L’ architettrice è l’ultimo romanzo di Melania Mazzucco, edito a novembre 2019 da Einaudi.

Un anno dopo, a novembre 2020, l’Architettrice ha aggiunto ai diversi riconoscimenti e ai premi ottenuti, anche quello di “Iodonna, Eroine di oggi”, concorso giunto alla seconda edizione, che intende valorizzare i personaggi femminili che possano ispirare e essere presi come modello.

È stato proprio questo che ha spinto noi dell’Osservatorio di Genere a dedicare una recensione a quest’opera, che avevamo già apprezzato per averci fatto conoscere la storia di quella che potremmo oggi definire un’antesignana della lotta per i diritti delle donne.

Melania Mazzucco ha raccontato la vita di Plautilla Bricci, realmente esistita, pittrice e “architettrice” come lei stessa si definiva, realizzando un romanzo denso e coinvolgente, frutto del connubio tra fatti storici e fantasia.

 

Un romanzo che potremmo sicuramente definire “neofemminista”, nel quale questa artista misconosciuta della Roma seicentesca passa dalla pittura all’architettura, attraversando un periodo storico ricco di avvenimenti e incrociando nel suo cammino personaggi di rilievo nel mondo della politica, della cultura, dell’arte.

L’autrice costruisce la sua narrazione sulla base di fonti biografiche, seppur minime, mescolandole alla macrostoria e restituendo una narrazione che si alterna su due piani temporali diversi in modo molto armonico.

Plautilla fu la prima donna a cui fu assegnato l’incarico del progetto architettonico e della realizzazione di un lavoro da sempre riservato agli uomini: fu lei infatti a dare vita all’eclettica e visionaria Villa Benedetta, sul Monte Gianicolo, conosciuta da tutti come “Il Vascello”, distrutta poi duecento anni dopo, all’epoca della Repubblica Romana.

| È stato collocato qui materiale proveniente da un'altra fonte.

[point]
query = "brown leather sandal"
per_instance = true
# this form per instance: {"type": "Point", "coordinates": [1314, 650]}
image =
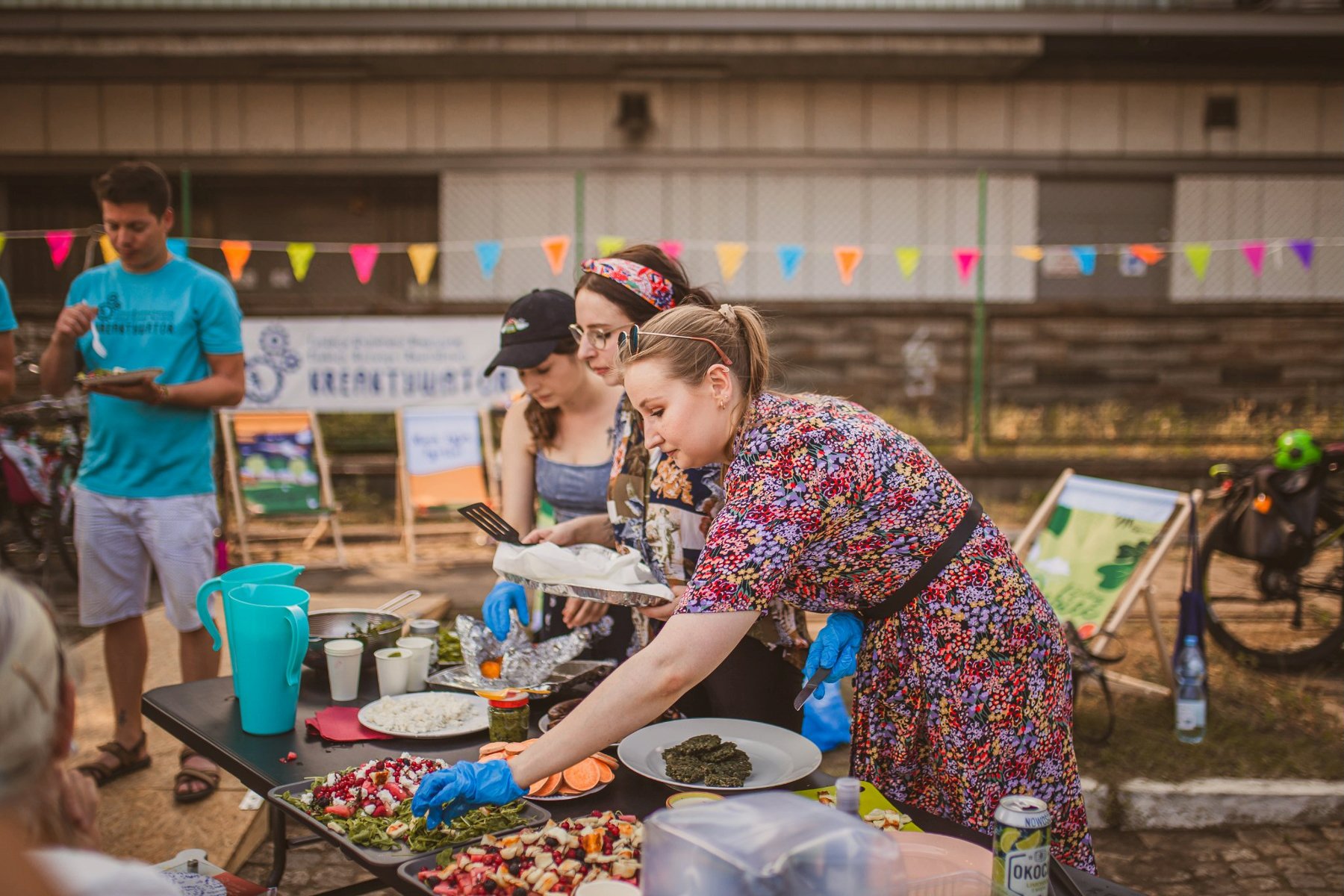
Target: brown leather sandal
{"type": "Point", "coordinates": [208, 778]}
{"type": "Point", "coordinates": [127, 762]}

Una realizzazione che rappresenta il riscatto di una vita intera, fatta di impegno e scelte segnanti, come quella di dedicarsi alla carriera a scapito della famiglia, ma anche di attese, di perseveranza, di determinazione.

Quasi un’epifania della condizione femminile moderna, o forse un paradigma che affonda le sue radici molto a fondo, estendendosi nei secoli e attraversando le epoche.

Plautilla Briccia fu la prima architettrice della storia moderna, ma di lei finora quasi nessuno sapeva nulla.

Il grande lavoro di documentazione effettuato dall’autrice ha svelato un personaggio davvero esemplare, precursore dei tempi, capace di gesta impensabili a quei tempi per una donna.

Una vita passata tra gli uomini, con cui si è confrontata e ha silenziosamente rivaleggiato, da cui è stata giudicata, criticata, ma anche tacitamente ammirata e a volte anche incoraggiata, spesso celandosi, temporeggiando in attesa del momento e dell’occasione più opportuni, ma senza mai rinunciare alle proprie ambizioni. 

Plautilla ci permette anche di osservare, con sguardo estremamente crudo e realistico, la condizione femminile dell’epoca, soffocata dalla morale, dalle infinite gravidanze che devastavano il corpo e l’animo, dalla morte dei figli, dal convento, dalla soppressione dei desideri, dal soffocamento delle aspirazioni.

 

architettrice

 

L’autrice approfondisce molti dettagli, indugiando su particolari che rendono la trama ricca di significati.

Una narrazione che forse stenta un po’ a partire nelle prime pagine, ma che poi non manca di coinvolgere e appassionare, lasciando alla fine il classico senso di vuoto di quando si chiude un romanzo davvero appassionante, che contribuisce a restituire visibilità e merito ad una grande artista realmente esistita ed ingiustamente dimenticata.